Article by Christian A., on May 26, 2017

Not a few were saddened by the death of one of the icons of the silver screen, Sir Roger Moore. This is why we are looking back at some aspects of his life, from his epic role as James Bond in seven 007 film to his intricate relationship with the world of cars.

Moore’s connection with cars didn’t start when he was chosen to play super spy 007. Rather, Moore’s association with cars started on a TV mystery spy thriller series “The Saint” that was aired in the United Kingdom from 1962 to 1969. Here, Moore played the role of Simon Templar, who is basically a Robin Hood-like character who makes his living by stealing from criminals. Moore’s partner in this TV series is a white Volvo P1800 with the plate number “ST1”. This TV series – produced and directed by Moore himself --was credited for popularizing Volvo’s cars.

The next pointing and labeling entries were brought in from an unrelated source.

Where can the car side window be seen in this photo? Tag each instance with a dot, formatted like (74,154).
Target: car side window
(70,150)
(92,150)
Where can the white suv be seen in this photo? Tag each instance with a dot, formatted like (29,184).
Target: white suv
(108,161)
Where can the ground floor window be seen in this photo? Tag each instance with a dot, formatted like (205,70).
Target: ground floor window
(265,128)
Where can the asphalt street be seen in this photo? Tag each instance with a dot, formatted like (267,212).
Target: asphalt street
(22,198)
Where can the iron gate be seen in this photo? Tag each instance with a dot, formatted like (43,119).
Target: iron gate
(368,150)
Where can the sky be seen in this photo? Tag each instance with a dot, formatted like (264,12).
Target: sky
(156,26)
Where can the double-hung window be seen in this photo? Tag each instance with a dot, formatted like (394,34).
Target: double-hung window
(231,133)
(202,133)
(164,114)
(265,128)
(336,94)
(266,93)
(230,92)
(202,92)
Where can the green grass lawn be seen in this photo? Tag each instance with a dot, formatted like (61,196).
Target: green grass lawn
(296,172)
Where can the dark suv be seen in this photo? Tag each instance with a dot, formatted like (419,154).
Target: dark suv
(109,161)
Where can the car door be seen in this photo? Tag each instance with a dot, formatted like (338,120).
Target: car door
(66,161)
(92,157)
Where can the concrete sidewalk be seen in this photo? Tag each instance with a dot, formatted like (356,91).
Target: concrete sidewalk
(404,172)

Following Sean Connery’s retirement as James Bond, Moore was approached in 1972 and was offered to play James Bond. He accepted the role and was cast in “Live and Let Die” (1973), the eight installment of the 007 film. This marked the first time that 007 didn’t drive an Aston Martin – the traditional James Bond car. Moore went on to play James Bond in seven 007 films, tying with Connery as the actor who played the super spy in the most movies. These James Bond movies include Live and Let Die (1973); The Man with the Golden Gun (1974); The Spy Who Loved Me (1977); Moonraker (1979); For Your Eyes Only (1981); Octopussy (1983); and A View to a Kill (1985).

Although Moore (as Bond) had driven a number of cars in his first two 007 films (like the AMC Hornet X Hatchback), it wasn’t until the third movie -- The Spy Who Loved Me -- that Bond finally received an official car, the Lotus Esprit S1. This car is one of the most memorable 007 cars, thanks to the fact that it wasn’t only a land vehicle, but is an undersea vessel as well. Here, Moore drove a white Lotus Esprit S1 in an epic chase sequence covering land, air and water. This Esprit S1 was driven off into the sea by a chasing helicopter. Then, it transformed into a mini submarine, and proceeded to get rid of the air and water threats.

Lotus returned in the For Your Eyes Only (1981) film, fielding a Lotus Esprit Turbo. After this car self-destructs in the film, it was replaced by a yellow Citroen 2CV, which was involved in a tense chase scene. A Renault 11 – serving as a taxi – was splendidly trashed in A View to a Kill (1985).

Although Moore never drove an Aston Martin in any of his 007 films, he actually drove an Aston Martin DBS in The Persuaders! (1971-1972).